ARE YOU A GOOD NEIGHBOR?

Even the casual follower of this blog, not to mention anyone who knows me personally, knows that I am a big fan of Mr. Rogers. A host of a children’s television program, but also a modern day teacher and philosopher who mastered the art of human fundamentals. That is to say he could break down the most complex subject so that children could understand. Divorce? He had a show for that. Senseless violence? He was able to talk to children about that. In doing so, he took subjects that were multi-layered and broke them down to the most basic aspect.

By doing this to benefit children, I think it had the unexpected result of benefiting adults as well. Just as a star athlete will practice the basic moves in which their sport is made of, we as adults must practice basic emotional and societal actions. There are steps such as finding a way to not only express our feelings in a healthy way, but allowing others to do the same that can make a huge impact on the world. Discovering what to do when you are mad. How to help yourself when you feel lonely. These are lessons that Mr. Rogers taught to children every day on his television show but that many of us have forgotten in this crazy work-a-day world.

The quotes in the two pictures I have featured represent 2 paths to changing the world. Sounds like a bold claim. Follow 2 quotes from a man who used to host a television show for children and we could change the world? Remember how an athlete becomes a star. They practice the fundamentals every day until they can do them without thinking. Let us get back to our human fundamentals. At a basic level all of humans have a great deal in common. We all want to be loved. We all want to be treated well. We all would like to be significant in some way. We want to feel like we make a difference.

Let us look at these two pieces of advice. The first one is to “offering, as a matter of course, just one kind word to another person.” He implores us to imagine what our real neighborhoods would be like.

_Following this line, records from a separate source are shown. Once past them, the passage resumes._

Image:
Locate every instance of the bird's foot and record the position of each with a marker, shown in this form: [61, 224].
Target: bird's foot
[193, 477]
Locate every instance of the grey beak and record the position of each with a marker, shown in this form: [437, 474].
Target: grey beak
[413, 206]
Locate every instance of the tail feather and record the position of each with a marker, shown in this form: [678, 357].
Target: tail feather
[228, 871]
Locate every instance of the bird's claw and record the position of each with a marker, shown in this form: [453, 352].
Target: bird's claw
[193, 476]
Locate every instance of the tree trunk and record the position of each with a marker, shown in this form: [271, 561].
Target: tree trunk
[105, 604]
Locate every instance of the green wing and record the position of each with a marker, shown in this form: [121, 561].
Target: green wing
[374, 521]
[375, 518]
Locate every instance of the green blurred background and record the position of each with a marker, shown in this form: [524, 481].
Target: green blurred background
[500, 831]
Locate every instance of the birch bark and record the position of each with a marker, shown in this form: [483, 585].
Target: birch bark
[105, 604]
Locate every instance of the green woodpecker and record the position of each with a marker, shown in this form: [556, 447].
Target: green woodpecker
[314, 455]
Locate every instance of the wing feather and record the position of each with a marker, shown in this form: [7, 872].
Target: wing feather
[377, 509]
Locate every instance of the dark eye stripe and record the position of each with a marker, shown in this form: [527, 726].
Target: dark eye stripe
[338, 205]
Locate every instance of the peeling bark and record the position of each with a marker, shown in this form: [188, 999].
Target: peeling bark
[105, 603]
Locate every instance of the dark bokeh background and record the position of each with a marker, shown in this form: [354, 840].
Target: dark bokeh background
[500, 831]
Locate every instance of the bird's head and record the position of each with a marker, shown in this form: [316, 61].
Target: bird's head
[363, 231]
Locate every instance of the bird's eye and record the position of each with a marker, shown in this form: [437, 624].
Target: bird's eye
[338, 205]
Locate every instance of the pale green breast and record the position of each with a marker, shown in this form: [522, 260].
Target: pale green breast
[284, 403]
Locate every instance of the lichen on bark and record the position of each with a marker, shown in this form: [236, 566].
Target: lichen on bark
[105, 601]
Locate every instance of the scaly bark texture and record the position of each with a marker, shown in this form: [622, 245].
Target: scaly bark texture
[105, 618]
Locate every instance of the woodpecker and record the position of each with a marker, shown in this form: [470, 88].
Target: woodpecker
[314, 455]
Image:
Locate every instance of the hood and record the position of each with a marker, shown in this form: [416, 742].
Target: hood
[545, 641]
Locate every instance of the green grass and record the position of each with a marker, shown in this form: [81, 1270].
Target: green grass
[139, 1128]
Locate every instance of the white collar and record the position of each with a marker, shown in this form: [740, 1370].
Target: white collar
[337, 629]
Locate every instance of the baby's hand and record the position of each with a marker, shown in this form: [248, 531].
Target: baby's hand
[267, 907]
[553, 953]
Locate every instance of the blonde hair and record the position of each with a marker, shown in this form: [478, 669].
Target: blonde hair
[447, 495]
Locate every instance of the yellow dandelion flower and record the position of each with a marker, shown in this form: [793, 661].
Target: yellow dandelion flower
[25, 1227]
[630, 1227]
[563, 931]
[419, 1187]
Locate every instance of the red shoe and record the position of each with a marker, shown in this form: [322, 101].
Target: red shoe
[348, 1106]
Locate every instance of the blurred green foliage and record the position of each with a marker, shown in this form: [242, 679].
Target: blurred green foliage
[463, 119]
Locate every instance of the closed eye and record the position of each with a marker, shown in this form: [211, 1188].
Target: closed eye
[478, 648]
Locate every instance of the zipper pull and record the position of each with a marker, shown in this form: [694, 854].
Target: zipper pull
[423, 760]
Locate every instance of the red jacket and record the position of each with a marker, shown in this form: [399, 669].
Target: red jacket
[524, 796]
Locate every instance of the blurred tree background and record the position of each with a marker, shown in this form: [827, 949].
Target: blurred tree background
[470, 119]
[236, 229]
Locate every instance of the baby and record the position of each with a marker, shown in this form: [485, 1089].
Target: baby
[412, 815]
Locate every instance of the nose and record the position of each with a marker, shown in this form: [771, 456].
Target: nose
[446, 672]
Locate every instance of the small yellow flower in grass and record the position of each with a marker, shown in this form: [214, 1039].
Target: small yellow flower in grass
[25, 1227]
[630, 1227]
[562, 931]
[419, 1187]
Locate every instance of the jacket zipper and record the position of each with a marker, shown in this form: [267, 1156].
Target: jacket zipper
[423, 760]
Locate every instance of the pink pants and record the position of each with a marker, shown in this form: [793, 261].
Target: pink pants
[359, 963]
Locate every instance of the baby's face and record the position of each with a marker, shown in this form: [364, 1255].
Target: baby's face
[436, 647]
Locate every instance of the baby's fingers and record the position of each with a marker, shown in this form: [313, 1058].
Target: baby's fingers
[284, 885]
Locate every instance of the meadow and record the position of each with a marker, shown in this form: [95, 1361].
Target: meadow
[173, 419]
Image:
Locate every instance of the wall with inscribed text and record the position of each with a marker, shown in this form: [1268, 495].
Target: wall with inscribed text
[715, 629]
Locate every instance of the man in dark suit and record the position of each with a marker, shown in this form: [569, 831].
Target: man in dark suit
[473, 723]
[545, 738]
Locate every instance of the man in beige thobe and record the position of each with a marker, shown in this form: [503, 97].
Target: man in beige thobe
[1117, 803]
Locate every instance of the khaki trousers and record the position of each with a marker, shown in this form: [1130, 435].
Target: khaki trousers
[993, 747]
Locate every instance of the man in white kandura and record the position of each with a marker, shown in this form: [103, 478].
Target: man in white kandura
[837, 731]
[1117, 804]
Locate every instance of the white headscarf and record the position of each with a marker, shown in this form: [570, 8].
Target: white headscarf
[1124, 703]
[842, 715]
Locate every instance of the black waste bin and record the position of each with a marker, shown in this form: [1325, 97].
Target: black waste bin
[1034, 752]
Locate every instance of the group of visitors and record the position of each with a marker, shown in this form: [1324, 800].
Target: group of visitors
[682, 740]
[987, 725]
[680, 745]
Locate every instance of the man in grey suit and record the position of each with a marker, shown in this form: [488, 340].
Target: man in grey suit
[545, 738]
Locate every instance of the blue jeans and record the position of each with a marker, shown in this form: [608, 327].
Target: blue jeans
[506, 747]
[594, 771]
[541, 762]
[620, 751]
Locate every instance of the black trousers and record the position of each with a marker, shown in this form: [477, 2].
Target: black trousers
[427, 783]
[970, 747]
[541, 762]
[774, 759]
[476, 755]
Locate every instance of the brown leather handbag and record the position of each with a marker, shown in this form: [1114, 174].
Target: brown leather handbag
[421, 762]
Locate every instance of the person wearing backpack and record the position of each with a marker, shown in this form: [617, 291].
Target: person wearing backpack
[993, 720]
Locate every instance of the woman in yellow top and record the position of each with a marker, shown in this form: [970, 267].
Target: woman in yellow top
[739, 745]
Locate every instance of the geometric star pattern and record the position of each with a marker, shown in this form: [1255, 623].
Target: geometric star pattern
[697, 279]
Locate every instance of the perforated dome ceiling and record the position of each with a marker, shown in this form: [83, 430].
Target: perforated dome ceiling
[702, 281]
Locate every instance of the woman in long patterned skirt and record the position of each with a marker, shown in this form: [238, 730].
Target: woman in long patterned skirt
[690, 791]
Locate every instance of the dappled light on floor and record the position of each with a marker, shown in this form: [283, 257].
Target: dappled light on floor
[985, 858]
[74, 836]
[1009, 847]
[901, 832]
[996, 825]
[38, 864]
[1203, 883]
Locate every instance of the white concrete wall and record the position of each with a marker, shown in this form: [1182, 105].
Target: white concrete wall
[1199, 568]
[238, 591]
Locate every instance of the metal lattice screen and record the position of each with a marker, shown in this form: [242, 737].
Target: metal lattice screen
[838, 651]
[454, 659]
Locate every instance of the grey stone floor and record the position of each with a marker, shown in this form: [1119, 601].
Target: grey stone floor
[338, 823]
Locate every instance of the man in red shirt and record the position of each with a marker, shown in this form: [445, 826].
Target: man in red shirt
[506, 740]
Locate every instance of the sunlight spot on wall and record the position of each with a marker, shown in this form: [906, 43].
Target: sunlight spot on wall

Can you imagine what your neighborhood would be like if everyone offered just one kind word to another person? If people walking around complimenting each other makes you think of a ‘neighborhood of make believe’, that should tell you how far we have strayed from human decency. How difficult is it to offer a person one kind word? How much effort does that take? Even offering them one kind thought. Is that really that difficult? Of course it isn’t. So why is it that imagining people doing that seems so far removed from reality? What can we do about it? We can let it start with us. When you see your neighbors share with them a kind thought or at least a kind word. Watch the difference it makes. Become that agent of change.

The second quote is a little more complex in both thought and words, but still something even a child could understand and certainly something an adult could do. It really breaks down into 2 sections. The first is, “To love someone is to strive to accept that person exactly the way he or she is, right here and now” A few things I would like to point out. First is the word strive. We may not always be successful in our attempts to accept those who are different than us. It takes a great amount of patience and compassion. Not only with the people who are different, but ourselves who may fail to do so. What is important is that we are striving to do so. If our intent is to love and accept our neighbor as they are, more often than not we will succeed in doing so. In the times we fail, we can apologize and even ask for their help in understanding. The second part is to “go on caring through the joyful times and through times that may bring us pain.” Right now a lot of people are experiencing pain and tough times. All of them for their own reasons. It may be difficult to understand what they are facing if we ourselves have not faced similar situations. It is for that reason it is so important that we go on caring for our neighbors.

It is the basic things that will allow us to become a united people. It is being loving and caring for each other. In this global world and economy that will live in, it is understand that we are all neighbors. We have the unique ability to affect people not only in our direct neighborhood, but in our world neighborhood as well. Will we use that power to divide or will we use it to show love to our neighbor and bring us closer together?